Manfred Ehmke, Goldschmiedemeister

Manfred Ehmke wurde am 22.12.1955 in Eutin geboren.
Sei Vater, der Konditormeisters Hans Ehmke und seine Mutter, Gisela Ehmke führten gemeinsam das Café Ehmke in der Peterstraße 6 - 8 in Eutin. Er hat zwei ältere Schwestern, Margit und Annegret.
Nach der Schulzeit 1962 bis 1972 begann er die 3 1/2 jährige Ausbildung zum Goldschmied, bei dem Obermeister Karl-Ernst Schröder in Lübeck, die er nach mit der bestandenen Gesellenprüfung beendete.
Die Gesellenzeit verbrachte Manfred Ehmke Bei der Goldschmiede Lachmann in Lübeck und Juwelier Mahlberg in Lübeck und Kiel so wie bei Juwelier Abeler in Wuppertal.
Während seines Aufenthaltes in Nordrhein - Westfahlen besuchte er die Meisterschule in Essen und legte 1982 vor der Handwerkskammer in Düsseldorf seine Meisterprüfung ab.

1982 machte er sich in Eutin selbständig. Zuerst in der Peterstraße 6 - 8, seinem Elternhaus, später in der Riemannstraße 16. Vom März 1999 bis Januar 2012 war Manfred Ehmkes Goldschmiede in der Stolbergstrasse 7 ansässig, Seit Februar 2012 bis heute ist das Atelier und die Werkstatt in der Riemannstrasse 2
Fünf Auszubildende haben bis heute bei Manfred Ehmke gelernt und mit Erfolg die Gesellenprüfung bestanden.

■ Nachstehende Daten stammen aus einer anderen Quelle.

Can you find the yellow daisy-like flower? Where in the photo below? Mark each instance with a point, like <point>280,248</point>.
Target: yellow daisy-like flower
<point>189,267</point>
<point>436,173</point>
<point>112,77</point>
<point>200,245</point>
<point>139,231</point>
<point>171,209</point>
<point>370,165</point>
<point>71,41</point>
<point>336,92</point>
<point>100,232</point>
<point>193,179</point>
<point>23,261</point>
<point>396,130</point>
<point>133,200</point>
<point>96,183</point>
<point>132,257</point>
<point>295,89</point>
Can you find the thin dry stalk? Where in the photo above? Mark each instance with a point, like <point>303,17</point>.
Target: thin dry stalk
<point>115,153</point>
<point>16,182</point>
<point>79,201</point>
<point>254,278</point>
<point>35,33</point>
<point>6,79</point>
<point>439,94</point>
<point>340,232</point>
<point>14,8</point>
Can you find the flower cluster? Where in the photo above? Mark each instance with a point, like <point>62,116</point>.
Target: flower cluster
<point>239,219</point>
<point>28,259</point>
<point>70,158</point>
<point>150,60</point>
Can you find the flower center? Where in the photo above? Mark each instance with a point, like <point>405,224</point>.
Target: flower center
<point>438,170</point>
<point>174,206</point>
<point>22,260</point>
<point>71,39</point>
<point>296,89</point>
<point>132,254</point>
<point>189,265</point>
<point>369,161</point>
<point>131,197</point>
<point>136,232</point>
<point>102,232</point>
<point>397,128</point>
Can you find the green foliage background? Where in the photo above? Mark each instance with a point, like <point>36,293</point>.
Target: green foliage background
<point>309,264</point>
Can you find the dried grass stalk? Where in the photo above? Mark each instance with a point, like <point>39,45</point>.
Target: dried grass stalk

Seine Schmuckstücke waren auf vielen Einzel- und Gemeinschaftsausstellungen, unter anderem in Eutin, Wuppertal, München, Flensburg und Lübeck zu sehen und nahmen an mehreren Wettbewerben teil.
1994 heiratet er Freia Schlöndorf, die bei ihm eine Ausbildung zur Goldschmiedin machte und noch immer im Betrieb arbeitet.
Seit 2005 kümmert sich Manfred Ehmke um das Kirchensilber der Eutiner Michaeliskirche. Mit seiner Hilfe konnte es schon mehrer Male öffentlich gezeigt werden.